I would suggest you to take well designed receipts from Patrick Turner, copy if his defunct we site available here:
https://www.vacuum-tube.eu/www.turneraudio.com.au/index.html
 
A completely random thought that just struck me - since the design of an O.T. covering 20Hz to 20kHz in one unit involves a bunch of compromizes due to the importance of stray capacitance at high frequencies and the need for lots of inductance at low frequencies, could you not use two transformers to cover the audio band, secondaries in series to combine and perhaps an elementary passive cross-over on the primaries?

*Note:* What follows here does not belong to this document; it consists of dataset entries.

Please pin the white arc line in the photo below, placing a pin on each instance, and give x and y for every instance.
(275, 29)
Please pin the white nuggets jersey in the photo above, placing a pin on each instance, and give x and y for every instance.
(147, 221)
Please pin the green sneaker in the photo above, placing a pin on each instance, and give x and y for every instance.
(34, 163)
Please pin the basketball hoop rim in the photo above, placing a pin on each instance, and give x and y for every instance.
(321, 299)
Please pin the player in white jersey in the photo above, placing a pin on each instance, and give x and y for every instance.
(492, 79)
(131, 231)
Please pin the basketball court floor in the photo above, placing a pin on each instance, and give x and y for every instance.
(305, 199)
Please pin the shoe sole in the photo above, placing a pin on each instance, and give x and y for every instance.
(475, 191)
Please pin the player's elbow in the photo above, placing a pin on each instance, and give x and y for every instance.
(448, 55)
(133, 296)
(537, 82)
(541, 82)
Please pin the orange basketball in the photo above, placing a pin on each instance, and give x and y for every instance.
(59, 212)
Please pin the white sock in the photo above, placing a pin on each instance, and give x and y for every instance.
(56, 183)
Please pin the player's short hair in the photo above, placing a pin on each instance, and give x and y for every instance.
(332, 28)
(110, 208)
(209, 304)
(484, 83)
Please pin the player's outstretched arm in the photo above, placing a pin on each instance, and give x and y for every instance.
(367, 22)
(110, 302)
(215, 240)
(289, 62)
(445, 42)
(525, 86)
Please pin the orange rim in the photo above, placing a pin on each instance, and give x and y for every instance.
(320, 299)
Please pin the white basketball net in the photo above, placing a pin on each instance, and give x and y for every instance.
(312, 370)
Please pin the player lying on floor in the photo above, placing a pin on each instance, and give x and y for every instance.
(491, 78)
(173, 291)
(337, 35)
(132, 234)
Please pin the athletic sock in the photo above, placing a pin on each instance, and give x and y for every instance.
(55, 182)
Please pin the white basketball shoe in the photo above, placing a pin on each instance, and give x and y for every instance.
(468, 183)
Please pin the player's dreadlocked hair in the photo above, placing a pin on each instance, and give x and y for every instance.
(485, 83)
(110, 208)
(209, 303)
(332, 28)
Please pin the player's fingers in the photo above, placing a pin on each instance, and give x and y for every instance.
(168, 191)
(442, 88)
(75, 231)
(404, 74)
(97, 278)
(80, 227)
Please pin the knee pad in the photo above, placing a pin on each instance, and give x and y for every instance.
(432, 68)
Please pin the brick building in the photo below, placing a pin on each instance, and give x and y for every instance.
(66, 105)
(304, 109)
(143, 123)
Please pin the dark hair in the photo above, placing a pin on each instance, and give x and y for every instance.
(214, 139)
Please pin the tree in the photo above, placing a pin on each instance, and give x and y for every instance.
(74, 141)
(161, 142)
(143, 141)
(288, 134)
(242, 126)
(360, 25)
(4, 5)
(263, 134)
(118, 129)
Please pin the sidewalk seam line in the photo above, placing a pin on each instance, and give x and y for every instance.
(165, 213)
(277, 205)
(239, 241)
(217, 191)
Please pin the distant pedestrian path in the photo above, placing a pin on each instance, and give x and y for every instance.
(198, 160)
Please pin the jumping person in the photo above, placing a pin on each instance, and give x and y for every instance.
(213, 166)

This idea is done with speaker drivers for basically the same reason...
 
A completely random thought that just struck me - since the design of an O.T. covering 20Hz to 20kHz in one unit involves a bunch of compromizes due to the importance of stray capacitance at high frequencies and the need for lots of inductance at low frequencies, could you not use two transformers to cover the audio band, secondaries in series to combine and perhaps an elementary passive cross-over on the primaries?

This idea is done with speaker drivers for basically the same reason...
I (and many others apparently) had the same idea:
https://www.diyaudio.com/community/...and-into-two-transformers.286621/post-4611092
 
Z winding isn't worth it for most OPTs, where primary to secondary capacitance usually dominates. Z winding only reduces primary to primary capacitance from a factor of 1.33 to a factor of 1. Primary to primary capacitance is very small in most OPTs, usually ranging from 100 to 300pF. This is because.

-OPTs have a high number of primary layers, so voltage gradient between them is quite small. Capacitance decreases exponentially with voltage gradient difference.
-OPTs are usually interleaved, and splitting primary layers reduces further the capacitance, as they get connected in series, hence imagine capacitance packages in series.

I'd say it is worth in other applications, such as little count transformer layers like for SMPS or chokes.